Sirens sounded all over camp: three short blasts and one long, over and over. Security had conducted extensive drills; this pattern meant “not a drill”! Marianne, with Judy panting behind her, took off at a dead run for the underground bunker where Allison Blake would take the children. The bunkers were small and crude, except for communications, but they could protect everybody from anything less than ballistic missiles.
The attackers had ballistic missiles.
Packed into the rocky caverns, shivering without their coats, the four children pressed close to her and Allison. Marianne put her coat around Colin and Ava, the smallest two, without taking her eyes off the bunker’s LAN-fed TV. The ground underneath her was hard and damp; moisture dripped along the walls; Ava clutched Marianne’s arm hard enough that the girl’s untrimmed nails drew pinpoints of blood. Marianne felt none of it. Her gaze never left CNN.
Minutes ago a short-range tactical missile—“possibly a Scud” said the visibly shaken newscaster—had hit the California site of SpaceX. Images of twisted wreckage, burning buildings. On the Internet, credit was being claimed by ACWAK, No Contact with Alien Killers.
Judy said raggedly, “A Scud! Those things can carry nuclear warheads. This one must’ve carried only conventional explosives … ‘only,’ Christ, listen to me … fuck them to hell!”
Marianne said, “How could an American hate group get a Scud?”
“Oh, fuck, Marianne, the Russians sold them to everybody. Congo had Scuds. They’ve been drifting around ever since, sold and resold on the black market. They can be launched from mobile launchers and their accuracy within, say, fifty miles isn’t too bad. Although these fuckers got really lucky, the—”
Colin said in a small voice, “You
’re saying bad words.”
“Sorry, kid.”
Jason said, “Is that spaceship all the way wrecked?”
“Yes,” Marianne said. She pried Ava’s nails off her hand. But we’re completely safe, she wanted to say—but was it true? She turned her full attention to the children.

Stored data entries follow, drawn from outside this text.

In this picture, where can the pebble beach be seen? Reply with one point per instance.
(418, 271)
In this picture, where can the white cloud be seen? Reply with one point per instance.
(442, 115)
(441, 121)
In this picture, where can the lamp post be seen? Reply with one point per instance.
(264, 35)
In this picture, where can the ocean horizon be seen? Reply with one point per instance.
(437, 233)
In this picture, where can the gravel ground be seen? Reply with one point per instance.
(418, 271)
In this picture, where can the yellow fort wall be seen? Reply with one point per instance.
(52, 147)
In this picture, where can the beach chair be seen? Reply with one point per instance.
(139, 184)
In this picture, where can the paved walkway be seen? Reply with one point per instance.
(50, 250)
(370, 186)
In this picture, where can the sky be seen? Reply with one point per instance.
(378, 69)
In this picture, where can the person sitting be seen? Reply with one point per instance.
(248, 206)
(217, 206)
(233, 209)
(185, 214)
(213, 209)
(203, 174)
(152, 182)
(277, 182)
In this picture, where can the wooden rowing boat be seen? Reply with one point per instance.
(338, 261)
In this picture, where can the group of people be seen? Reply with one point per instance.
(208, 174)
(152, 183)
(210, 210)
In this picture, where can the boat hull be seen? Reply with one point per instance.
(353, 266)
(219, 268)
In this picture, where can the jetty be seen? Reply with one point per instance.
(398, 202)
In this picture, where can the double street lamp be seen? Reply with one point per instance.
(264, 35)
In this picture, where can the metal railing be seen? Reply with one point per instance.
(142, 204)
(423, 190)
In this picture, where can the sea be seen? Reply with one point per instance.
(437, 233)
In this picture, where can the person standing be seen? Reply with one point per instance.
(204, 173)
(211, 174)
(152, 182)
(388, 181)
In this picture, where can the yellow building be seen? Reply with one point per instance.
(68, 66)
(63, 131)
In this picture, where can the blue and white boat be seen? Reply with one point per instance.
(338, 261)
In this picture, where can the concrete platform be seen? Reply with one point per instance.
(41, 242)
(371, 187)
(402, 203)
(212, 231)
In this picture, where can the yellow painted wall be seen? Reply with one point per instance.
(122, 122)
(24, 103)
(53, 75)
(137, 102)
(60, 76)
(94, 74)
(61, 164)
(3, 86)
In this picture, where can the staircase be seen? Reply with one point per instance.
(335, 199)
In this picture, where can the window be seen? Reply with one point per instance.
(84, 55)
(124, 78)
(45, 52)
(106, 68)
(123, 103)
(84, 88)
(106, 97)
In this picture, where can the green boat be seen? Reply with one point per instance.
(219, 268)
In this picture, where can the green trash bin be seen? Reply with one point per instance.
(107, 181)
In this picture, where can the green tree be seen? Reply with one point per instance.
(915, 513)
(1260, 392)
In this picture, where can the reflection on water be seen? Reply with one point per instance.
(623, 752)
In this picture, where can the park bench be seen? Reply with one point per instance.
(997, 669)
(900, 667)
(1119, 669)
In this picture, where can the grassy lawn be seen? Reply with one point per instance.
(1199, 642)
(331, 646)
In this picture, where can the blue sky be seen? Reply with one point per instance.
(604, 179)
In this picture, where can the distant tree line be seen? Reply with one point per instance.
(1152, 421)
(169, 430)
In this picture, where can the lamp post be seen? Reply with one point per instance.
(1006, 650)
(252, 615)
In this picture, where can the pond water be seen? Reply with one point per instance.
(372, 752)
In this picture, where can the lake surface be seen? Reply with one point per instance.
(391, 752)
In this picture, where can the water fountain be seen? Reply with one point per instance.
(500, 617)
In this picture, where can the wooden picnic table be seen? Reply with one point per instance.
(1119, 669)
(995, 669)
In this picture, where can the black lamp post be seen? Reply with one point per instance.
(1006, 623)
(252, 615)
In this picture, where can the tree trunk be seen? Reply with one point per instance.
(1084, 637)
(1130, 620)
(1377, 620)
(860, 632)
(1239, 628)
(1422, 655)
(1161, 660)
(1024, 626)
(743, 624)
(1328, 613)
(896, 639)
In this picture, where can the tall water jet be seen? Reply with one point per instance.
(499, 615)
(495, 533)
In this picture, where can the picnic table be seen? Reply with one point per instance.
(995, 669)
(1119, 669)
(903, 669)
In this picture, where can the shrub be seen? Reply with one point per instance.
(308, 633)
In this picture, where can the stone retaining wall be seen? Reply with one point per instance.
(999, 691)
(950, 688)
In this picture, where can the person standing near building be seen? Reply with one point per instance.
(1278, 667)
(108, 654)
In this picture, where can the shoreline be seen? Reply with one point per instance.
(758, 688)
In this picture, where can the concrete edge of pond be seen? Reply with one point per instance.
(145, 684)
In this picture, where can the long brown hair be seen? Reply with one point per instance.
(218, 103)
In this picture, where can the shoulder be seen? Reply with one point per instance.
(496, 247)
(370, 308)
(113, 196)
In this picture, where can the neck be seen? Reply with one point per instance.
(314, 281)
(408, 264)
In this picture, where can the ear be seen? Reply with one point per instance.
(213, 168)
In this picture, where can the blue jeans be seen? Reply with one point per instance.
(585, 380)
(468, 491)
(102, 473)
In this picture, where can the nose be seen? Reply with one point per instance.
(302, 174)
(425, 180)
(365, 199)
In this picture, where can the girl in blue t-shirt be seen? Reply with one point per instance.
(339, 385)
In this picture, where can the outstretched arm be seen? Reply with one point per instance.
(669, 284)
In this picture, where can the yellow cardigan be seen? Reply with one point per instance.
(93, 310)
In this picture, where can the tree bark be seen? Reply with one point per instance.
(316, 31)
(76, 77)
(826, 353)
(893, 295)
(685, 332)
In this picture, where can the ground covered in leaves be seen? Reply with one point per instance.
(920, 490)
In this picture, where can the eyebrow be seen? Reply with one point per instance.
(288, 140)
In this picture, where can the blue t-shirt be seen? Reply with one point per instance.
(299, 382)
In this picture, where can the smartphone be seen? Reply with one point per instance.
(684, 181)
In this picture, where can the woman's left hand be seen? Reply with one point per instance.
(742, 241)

“Listen, all of you. Mr. Stubbins has really, really good security here. You know that. I don’t think any missiles will ever get to his ship. We’re—”
“But you ain’t all the way sure,” Ava said, with a mixture of defiance and fear that tore at Marianne’s heart.
“No,” she said. “Nobody can know exactly. But I’m pretty sure, and meanwhile we’re going to stay down here until the all-clear sounds.”
Allison said, “Yes, and we’re going to play a game. See—I’ve got the Fantasy Fighters deck right here. It’s like online, only more fun. Ava, what character do you want to be?”
Ava said, “Snot Thrower.”
Marianne watched Allison skillfully engage all four children, arranging them with their backs to the TV. Bless Allison. Marianne turned back to the screen. Initial reports put at least twenty-seven dead at the SpaceX site. The ship was a total loss.
There had been seven “Deneb ships” being built in the world. Now there were six.
* * *
The missile had been a modified SS-1e Scud-D, carrying a high-explosive warhead, fired from a mobile launcher twenty-five kilometers away. The launcher was quickly found. The three men on it were dead by their own hands. They wore ACWAK uniforms.